Unplanned exit could jeopardise health services

Health managers are seriously concerned about the service implications of the latest HSE exit package which they say is clouded in confusion and has a completely unacceptable timescale which will not enable them to prepare contingency plans to ensure continuity of services.  Maureen Browne reports.

Maureen Browne
Maureen Browne

There is serious concern among health managers at the service implications of the latest HSE targeted voluntary redundancy scheme, which is due to kick in within four weeks and which they say is clouded in confusion and could further jeopardise the health service.
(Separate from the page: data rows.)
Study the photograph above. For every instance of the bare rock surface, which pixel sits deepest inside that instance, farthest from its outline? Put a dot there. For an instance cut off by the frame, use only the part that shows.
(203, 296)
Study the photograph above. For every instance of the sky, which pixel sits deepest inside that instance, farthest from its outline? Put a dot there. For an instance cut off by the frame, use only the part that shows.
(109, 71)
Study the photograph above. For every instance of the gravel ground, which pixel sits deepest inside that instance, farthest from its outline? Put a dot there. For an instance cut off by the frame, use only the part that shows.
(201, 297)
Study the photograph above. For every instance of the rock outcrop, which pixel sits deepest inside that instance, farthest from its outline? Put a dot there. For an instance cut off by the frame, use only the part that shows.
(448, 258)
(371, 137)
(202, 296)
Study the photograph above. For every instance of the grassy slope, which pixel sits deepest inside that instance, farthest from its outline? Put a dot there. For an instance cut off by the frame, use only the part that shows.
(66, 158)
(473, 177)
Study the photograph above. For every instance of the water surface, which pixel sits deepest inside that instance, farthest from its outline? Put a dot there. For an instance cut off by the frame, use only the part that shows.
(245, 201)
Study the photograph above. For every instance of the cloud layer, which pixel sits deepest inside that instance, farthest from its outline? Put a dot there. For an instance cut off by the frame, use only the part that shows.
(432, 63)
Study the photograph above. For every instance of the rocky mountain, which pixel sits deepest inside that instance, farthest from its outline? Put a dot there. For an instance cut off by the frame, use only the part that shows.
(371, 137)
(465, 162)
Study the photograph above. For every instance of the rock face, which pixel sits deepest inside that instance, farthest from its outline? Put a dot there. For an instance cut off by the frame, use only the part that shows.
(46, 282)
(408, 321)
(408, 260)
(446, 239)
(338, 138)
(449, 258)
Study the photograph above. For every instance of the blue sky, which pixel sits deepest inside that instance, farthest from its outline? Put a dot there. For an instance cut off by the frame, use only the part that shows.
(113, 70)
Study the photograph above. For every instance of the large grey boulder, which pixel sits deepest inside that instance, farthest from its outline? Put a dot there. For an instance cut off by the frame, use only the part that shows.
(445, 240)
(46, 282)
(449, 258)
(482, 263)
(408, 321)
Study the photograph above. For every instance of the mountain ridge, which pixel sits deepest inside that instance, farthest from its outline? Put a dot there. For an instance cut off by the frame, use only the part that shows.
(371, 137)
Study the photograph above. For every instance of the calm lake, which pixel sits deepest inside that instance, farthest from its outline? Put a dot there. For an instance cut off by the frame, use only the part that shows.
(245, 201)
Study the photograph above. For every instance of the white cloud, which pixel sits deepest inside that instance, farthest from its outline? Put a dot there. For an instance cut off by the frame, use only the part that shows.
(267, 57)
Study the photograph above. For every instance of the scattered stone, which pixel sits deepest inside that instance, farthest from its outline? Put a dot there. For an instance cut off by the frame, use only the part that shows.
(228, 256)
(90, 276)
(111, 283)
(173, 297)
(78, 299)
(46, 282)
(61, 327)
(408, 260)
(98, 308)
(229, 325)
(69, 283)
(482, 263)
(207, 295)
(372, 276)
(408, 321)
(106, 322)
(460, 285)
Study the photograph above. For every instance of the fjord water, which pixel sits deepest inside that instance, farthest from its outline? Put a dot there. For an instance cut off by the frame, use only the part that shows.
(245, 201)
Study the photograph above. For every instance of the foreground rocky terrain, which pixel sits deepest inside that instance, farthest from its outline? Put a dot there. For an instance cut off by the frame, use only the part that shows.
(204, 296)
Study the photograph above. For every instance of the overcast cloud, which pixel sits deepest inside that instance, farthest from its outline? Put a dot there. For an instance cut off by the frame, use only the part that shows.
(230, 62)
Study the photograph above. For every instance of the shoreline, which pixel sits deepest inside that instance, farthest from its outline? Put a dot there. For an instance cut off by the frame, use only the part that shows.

They say the notice they have received is totally inadequate to enable it to be implemented in the proposed timescale or to prepare contingency plans to ensure services are not put at risk by departures.  They are concerned at the lack of clarity as to how it will be targeted, fearing that it could further jeopardise services which have already lost many staff.

However, this was thrown in doubt when it was reported that the HSE had sought the exclusion of health staff from this provision.

They say that in the absence of any clarity about how it will operate and how it will be targeted it is very difficult to do any advance planning or even to calculate staff entitlements correctly.

In a circular to managers, HSE National Director of HR, Barry O’Brien said a targeted Voluntary Redundancy Scheme would be made available from January 1, 2014 “which will allow services re-structure and reconfigure while at the same time deliver essential cost savings and further reduce headcount in line with our Employment Control Framework.”

Mr. O’Brien said that “as an additional enabler to facility cost reduction it has been decided that a review of all applications for the Incentivised Career Break Scheme (ICBS), made available earlier this year, should now be undertaken. The additional hours available under Haddington Road should deliver capacity to facilitate applicants who wish to avail of the ICBS.”

“I don’t think the health service could cope with another exit shock like the last time.”

The initial understanding was that in line with other public servants, healthcare staff who retired under the scheme before August 2014 would have their pensions calculated on the pre-pay cut salaries that applied before the Haddington Road Agreement.

However, this was thrown in doubt when it was reported that the HSE had sought the exclusion of health staff from this provision.

Said one manager “We have lots of staff asking about the scheme, but basically we have no concrete information about it or the basis on which entitlements- which in any case can be extremely complex – will be calculated.  Even if we had clarity on the basis of entitlements, these have to be supported by documentation and that all takes time and it is one of the busiest times of the year for our HR and payroll departments.

This kind of exit package needs to be laser guided but at present we have no idea how it will be targeted.

“We can ill afford to lose any more people and there is no indication of how this promised targeting will be done – will it be at grades or departments and can we re-hire on contract. This is all coming when there is a lot of re configuration going on.There have been so many mistakes made in previous schemes that you wonder if we have learned anything.”

Another manager said he was very concerned at the prospect of further loss of corporate knowledge from the service. He said he would also like to know who would do the targeting and the criteria which would be used. With the current moratorium there was already a very uneven staffing in some areas. He believed it would also be necessary to establish an appeals mechanism, if the process was to be seen to be fair. “

Managers generally believed that there should be precise information on when the scheme would be activated, how targeting was to be carried out, the basis on which entitlements were to be calculated, and adequate opportunity to calculate people’s entitlements accurately.

It has been reported that HSE management wants to assign a specific date for staff who want to retire rather than having potentially large numbers departing at the same time next summer so that they could generate savings on the payment of lump sums for retiring personnel.

“We have read this in the papers, but it would be nice to learn it officially,” said one manager.  “This would go some way to alleviating the difficulties where too many people leave on the same day without time for a contingency arrangements. I don’t think the health service could cope with another exit shock like the last time.  This kind of exit package needs to be laser guided but at present we have no idea how it will be targeted. Will it focus on somebody aged 50 with 30 year so experience or will age and service be criteria at all.  It is also imperative that it be targeted around skills mix as for example we couldn’t lose all our finance people in one day. I know the HSE is looking at a single HR and financial systems but they are probably three to five year projects.

“If you have 20 people in a department you might be able to lose two but it you have three people it is very hard to lose one.”

Several managers said there was a longer period needed for people to make up their mind and to allow managers to plan for continuity of care, contingency, cross cover or alternative arrangements.  There was a lot of talk about shared service but many of the different systems did not have a shared IT infrastructure.

Managers also suggested that initial expressions of interest should be made locally “Last time people had to express interest to the HSE which meant a delay in their employing organisation being informed and our knowing who had applied.  If first expressions of interest were made to us we could say if we supported them or not and if we did not support an application there would no sense in submitting it to the HSE.